Babe suspected this was just for starters. This morning the papers had reported that the judge conducting the inquest into the collapse of the USIA molasses tank concluded that the cause of the explosion was not anarchists but company negligence and the poor inspection protocols set up by the city. USIA, in a rush to convert its molasses distillation from industrial purposes to commercial ones, had overfilled the poorly constructed tank, never guessing unseasonably high temperatures in the middle of January would cause the molasses to swell. USIA officials, of course, angrily denounced the preliminary report, charging that the terrorists responsible were still at large and thus the cleanup costs were the responsibility of the city and its taxpayers. Ooooh, it made Babe hot under the collar. These bosses, these slave drivers. Maybe those guys in the bar fight a few months back at the Castle Square Hotel had been right--the workers of the world were tired of saying "yes, sir" and "no, sir." As Ruth stared across the desk at Harry Frazee, he felt swept up in a rich wave of brotherhood for his fellow workers everywhere, his fellow citizen-victims. It was time for Big Money to be held accountable.

"I want you to pay me what I'm worth," he repeated.

"And what's that, exactly?"

It was Babe's turn to put a hand on Johnny's leg. "Fifteen for one or thirty for three."

Frazee laughed. "You want fifteen thousand dollars for one year?" "Or thirty for three years." Babe nodded.

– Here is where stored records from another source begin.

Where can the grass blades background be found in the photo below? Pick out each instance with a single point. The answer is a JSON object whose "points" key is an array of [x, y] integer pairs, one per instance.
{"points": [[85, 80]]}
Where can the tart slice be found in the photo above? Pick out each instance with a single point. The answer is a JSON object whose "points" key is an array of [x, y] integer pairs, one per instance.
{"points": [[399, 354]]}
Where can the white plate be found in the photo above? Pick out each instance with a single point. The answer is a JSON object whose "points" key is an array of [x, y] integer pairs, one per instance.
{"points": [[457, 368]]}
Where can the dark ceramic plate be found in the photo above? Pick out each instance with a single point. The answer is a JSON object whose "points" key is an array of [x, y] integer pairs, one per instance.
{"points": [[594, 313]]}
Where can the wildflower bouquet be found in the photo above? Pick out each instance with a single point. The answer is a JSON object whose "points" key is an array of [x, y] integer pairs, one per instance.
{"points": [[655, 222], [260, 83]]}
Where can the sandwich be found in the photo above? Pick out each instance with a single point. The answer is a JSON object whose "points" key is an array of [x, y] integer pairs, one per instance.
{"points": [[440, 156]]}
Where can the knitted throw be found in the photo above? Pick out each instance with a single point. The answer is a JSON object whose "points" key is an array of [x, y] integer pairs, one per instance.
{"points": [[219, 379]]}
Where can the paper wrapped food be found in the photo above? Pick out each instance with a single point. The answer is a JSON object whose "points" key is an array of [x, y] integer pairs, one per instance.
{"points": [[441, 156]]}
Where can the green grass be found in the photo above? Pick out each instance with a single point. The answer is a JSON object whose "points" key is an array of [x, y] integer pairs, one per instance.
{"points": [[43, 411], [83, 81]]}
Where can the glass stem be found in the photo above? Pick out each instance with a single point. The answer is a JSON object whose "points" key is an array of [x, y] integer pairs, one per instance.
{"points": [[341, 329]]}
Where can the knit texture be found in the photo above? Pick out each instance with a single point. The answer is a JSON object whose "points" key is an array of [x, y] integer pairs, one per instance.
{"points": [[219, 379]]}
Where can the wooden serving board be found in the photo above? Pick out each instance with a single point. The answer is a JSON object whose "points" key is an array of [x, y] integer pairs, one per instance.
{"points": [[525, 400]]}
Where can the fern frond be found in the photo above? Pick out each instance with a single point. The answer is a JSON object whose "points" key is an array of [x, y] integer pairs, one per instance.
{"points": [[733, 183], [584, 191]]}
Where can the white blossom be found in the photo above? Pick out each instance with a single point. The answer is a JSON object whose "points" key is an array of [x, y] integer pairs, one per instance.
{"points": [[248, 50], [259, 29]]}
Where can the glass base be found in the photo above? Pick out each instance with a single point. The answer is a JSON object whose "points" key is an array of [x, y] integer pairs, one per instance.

"How about I trade you instead?"

That shook something in Babe. A trade? Jesus Christ. Everyone knew how chummy Frazee had become with Colonel Ruppert and Colonel Huston, the owners of the Yankees, but the Yankees were cellar dwellers, a team that had never been near contention in the Series era. And if not the Yanks, then who? Cleveland? Baltimore again? Philadelphia? Babe didn't want to move. He'd just rented an apartment in Governor's Square. He had a good thing going--Helen in Sudbury, him downtown. He owned this burg; when he walked its streets, people called his name, children gave chase, women batted their eyes. New York on the other hand--he'd vanish in that sea. But when he thought of his brother workers again, of Seattle, of the poor dead floating in the molasses, he knew the issue was larger than his own fear.

"Then trade me," he said.

The words surprised him. They definitely surprised Johnny Igoe and Harry Frazee. Babe stared back into Frazee's face, let him see a resolve that appeared (Babe hoped) twice as strong because of the effort it took to contain the fear that lay behind it.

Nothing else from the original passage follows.